Use this in your essay
Fluther as O'Casey's counter-argument to nationalist heroism
How does the contrast between Fluther's drunken rescue of Nora and Jack Clitheroe's death in the Rising challenge conventional definitions of courage and sacrifice?
The pledge as structural irony
Trace the significance of Fluther's failed temperance as a metaphor for the community's inability to resist forces—political and otherwise—that it knows to be destructive.
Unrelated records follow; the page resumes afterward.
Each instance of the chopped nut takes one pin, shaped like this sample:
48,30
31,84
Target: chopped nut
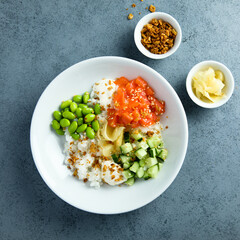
130,16
152,8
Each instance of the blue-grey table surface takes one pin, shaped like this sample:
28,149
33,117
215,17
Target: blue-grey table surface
39,39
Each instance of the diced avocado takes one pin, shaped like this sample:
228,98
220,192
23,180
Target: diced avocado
126,165
128,174
153,152
153,171
137,136
126,148
130,181
140,172
142,162
115,158
142,145
126,137
154,141
149,162
163,154
134,167
140,153
145,175
160,165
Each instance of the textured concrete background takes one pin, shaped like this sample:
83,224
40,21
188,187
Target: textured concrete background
39,39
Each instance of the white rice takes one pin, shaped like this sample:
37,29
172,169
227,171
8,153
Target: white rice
83,166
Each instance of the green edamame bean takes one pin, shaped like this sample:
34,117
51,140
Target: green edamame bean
79,112
82,106
97,109
66,104
77,98
82,128
89,117
95,125
55,124
90,133
69,115
75,136
60,131
73,127
86,97
80,121
73,107
57,115
88,110
64,122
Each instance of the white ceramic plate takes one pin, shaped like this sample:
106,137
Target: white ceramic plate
47,147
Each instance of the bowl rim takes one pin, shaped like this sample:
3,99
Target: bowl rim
143,21
200,65
174,175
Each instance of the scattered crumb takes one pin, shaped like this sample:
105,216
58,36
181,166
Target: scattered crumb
152,8
130,16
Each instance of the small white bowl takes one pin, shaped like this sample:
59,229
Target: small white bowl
228,81
145,20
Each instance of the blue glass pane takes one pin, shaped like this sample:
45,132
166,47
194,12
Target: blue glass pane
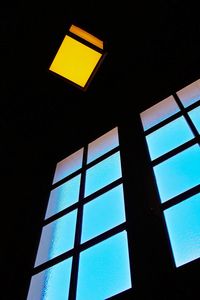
179,173
63,196
68,165
57,237
104,269
103,173
52,283
159,112
103,144
190,94
183,224
106,212
168,137
195,116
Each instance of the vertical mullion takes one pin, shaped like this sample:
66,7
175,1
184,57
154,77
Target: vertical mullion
75,260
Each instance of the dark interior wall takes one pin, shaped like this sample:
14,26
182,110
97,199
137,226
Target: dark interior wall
153,50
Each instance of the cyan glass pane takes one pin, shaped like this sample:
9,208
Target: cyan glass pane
104,269
63,196
68,165
103,144
103,213
52,283
183,224
159,112
195,116
178,173
57,237
168,137
103,173
190,94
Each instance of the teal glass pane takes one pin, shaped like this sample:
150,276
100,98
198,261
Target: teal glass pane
103,144
52,283
168,137
57,237
178,173
104,269
103,173
68,165
159,112
183,224
190,94
63,196
195,116
106,212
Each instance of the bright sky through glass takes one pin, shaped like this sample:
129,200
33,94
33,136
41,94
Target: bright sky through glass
168,137
195,116
68,165
183,224
57,237
103,144
104,269
63,196
103,213
178,173
159,112
103,173
52,283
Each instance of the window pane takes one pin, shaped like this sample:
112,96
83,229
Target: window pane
168,137
179,173
63,196
190,94
195,116
103,144
57,238
106,212
104,269
103,173
52,283
68,165
183,224
159,112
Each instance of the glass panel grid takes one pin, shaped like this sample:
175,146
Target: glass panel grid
103,173
168,137
183,224
104,269
103,213
57,237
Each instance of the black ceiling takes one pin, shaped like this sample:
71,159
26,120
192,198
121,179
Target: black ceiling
153,50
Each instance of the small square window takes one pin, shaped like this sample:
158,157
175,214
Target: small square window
104,269
63,196
178,173
103,213
168,137
195,116
183,224
57,237
103,173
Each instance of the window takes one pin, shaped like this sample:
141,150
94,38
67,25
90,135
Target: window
83,249
172,130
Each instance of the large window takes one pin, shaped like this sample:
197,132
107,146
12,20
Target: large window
172,132
83,250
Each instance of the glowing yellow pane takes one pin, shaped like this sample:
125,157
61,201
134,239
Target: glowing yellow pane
86,36
75,61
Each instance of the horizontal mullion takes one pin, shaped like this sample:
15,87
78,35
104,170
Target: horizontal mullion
175,151
181,197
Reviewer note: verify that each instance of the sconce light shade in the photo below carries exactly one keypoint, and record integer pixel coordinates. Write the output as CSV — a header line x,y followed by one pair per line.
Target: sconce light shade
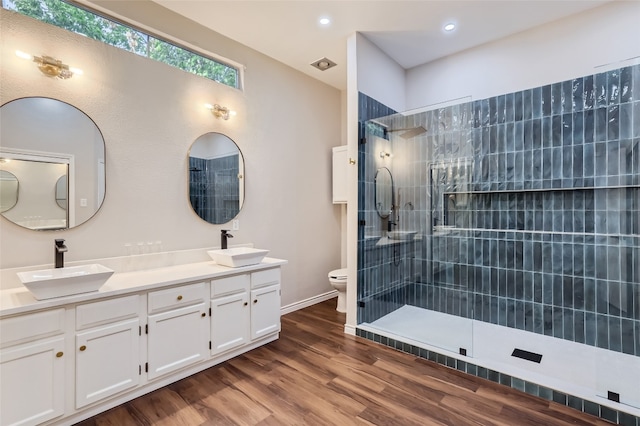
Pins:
x,y
51,67
219,111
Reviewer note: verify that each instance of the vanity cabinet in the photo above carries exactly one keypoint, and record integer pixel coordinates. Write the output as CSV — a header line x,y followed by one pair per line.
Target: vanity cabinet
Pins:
x,y
107,348
32,368
63,363
246,308
230,313
265,303
178,331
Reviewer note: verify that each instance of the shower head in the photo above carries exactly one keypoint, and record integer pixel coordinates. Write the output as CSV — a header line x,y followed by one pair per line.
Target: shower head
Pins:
x,y
409,132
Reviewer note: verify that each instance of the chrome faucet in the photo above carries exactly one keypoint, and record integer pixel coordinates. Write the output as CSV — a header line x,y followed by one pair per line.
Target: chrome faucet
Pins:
x,y
223,238
59,250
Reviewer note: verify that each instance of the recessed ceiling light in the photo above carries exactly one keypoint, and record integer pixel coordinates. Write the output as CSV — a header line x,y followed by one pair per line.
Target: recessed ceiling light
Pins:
x,y
323,64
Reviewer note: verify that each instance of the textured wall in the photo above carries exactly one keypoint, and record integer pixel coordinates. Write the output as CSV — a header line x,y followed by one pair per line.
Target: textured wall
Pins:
x,y
150,114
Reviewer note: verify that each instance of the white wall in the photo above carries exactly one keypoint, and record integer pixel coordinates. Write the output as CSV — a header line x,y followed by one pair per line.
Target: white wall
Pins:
x,y
150,113
379,76
602,37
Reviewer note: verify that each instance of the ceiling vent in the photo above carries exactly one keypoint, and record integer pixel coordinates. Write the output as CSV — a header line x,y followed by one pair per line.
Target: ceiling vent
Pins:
x,y
323,64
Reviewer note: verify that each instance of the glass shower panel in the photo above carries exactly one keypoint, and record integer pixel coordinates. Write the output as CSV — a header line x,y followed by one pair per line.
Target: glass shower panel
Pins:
x,y
405,292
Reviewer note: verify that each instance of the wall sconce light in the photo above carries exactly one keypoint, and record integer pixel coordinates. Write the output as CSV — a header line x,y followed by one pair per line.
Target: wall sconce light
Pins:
x,y
51,67
219,111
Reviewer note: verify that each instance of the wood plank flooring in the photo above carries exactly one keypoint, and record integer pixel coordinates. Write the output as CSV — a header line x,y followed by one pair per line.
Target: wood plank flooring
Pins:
x,y
316,375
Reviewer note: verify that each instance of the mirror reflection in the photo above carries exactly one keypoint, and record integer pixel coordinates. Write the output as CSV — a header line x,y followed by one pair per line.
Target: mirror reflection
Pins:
x,y
8,190
43,142
384,192
61,192
216,184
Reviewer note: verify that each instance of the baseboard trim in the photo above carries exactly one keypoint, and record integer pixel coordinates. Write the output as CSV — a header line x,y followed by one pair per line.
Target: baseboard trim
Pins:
x,y
308,302
349,329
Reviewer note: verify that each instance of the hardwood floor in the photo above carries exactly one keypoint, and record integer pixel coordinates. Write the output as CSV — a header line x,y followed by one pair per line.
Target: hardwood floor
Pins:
x,y
316,375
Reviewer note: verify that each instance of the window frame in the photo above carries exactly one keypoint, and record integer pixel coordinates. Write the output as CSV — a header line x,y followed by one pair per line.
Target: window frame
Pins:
x,y
161,37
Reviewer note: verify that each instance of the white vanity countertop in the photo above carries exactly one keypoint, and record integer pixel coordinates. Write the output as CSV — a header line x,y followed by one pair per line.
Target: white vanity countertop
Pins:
x,y
19,300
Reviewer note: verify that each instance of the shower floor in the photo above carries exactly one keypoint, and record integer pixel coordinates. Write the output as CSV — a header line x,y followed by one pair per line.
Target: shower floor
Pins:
x,y
427,327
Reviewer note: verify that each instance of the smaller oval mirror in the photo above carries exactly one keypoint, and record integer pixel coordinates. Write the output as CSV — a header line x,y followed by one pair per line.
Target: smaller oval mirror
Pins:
x,y
8,190
61,192
384,192
216,178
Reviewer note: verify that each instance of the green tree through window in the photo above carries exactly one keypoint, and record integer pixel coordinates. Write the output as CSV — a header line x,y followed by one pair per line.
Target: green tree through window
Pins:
x,y
80,21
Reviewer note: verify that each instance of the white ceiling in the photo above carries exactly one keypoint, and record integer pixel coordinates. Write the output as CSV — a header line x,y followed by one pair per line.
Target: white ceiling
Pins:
x,y
409,31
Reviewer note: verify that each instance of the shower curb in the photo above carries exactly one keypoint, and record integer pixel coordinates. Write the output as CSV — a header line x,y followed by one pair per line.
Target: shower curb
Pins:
x,y
580,404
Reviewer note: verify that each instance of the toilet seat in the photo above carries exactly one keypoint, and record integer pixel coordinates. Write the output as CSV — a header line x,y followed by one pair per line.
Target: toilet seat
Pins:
x,y
338,274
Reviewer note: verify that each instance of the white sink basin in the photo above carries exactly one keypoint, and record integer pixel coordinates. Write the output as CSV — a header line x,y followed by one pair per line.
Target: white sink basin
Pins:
x,y
238,256
401,235
58,282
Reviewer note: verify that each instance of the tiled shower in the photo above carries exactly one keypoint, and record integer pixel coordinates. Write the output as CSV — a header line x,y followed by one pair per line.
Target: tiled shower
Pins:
x,y
526,208
214,187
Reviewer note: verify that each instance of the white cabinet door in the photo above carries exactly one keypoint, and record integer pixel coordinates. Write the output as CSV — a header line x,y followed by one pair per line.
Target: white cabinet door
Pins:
x,y
265,311
229,322
32,382
107,361
177,339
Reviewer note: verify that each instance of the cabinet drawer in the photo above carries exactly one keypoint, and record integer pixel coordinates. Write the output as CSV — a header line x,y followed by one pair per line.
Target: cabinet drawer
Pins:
x,y
262,278
230,285
103,312
176,297
25,328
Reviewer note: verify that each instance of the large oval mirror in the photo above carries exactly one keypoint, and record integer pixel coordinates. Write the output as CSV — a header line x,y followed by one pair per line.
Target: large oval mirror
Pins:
x,y
42,139
384,192
8,190
216,178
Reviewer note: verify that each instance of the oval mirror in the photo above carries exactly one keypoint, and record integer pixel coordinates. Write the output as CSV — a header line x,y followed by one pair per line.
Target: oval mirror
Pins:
x,y
384,192
8,189
216,178
42,139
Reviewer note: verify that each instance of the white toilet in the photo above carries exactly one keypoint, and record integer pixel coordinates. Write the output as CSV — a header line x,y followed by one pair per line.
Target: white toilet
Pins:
x,y
338,279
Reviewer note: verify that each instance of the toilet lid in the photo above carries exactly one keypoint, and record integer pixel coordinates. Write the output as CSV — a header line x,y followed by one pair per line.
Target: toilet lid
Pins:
x,y
338,274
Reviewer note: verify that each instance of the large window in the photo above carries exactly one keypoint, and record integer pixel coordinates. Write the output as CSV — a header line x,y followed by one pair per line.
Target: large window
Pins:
x,y
81,21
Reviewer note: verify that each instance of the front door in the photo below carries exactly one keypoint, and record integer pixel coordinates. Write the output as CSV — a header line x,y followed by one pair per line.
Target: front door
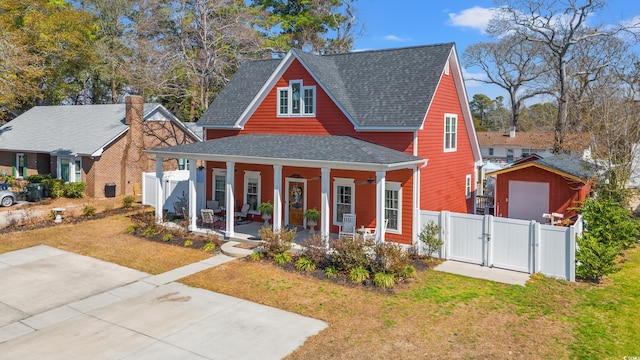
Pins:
x,y
296,198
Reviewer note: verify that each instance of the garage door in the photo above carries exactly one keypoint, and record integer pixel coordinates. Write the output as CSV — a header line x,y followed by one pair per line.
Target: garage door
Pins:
x,y
528,200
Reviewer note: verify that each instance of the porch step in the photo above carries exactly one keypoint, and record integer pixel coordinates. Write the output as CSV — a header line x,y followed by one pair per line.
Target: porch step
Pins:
x,y
231,248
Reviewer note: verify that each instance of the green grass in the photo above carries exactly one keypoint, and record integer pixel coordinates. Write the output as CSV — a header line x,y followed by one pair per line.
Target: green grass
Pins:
x,y
608,318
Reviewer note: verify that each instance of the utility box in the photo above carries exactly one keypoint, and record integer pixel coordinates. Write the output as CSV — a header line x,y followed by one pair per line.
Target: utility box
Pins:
x,y
110,190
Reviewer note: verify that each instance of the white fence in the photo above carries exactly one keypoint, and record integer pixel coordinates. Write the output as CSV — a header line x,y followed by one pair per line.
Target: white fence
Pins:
x,y
511,244
176,185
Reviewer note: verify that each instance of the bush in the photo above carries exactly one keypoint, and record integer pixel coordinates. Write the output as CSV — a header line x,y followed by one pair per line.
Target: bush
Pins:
x,y
384,279
278,242
430,237
74,190
305,264
358,274
127,201
350,253
89,210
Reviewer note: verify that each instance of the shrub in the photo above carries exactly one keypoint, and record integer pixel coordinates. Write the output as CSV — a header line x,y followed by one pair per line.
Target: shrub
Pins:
x,y
384,280
305,264
127,201
74,190
313,248
276,242
430,237
331,271
89,210
350,253
358,274
282,258
391,257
Comic register and tragic content
Analyse how O'Casey uses Fluther's comedy to convey the play's bleakest insights, arguing that his role prevents the tragedy from becoming straightforwardly nationalist martyrology.
Instinct versus ideology
Using the Fluther–Covey relationship as a lens, examine whether the play endorses Fluther's untheorised humanism over The Covey's Marxist framework, or simply exposes the limitations of both.
Fluther as communal surrogate
Consider how Fluther's practical acts in Acts III and IV—retrieving Nora, arranging the coffin, managing Corporal Stoddart—position him as a stand-in for a community too fractured and exhausted to mourn or protect itself collectively.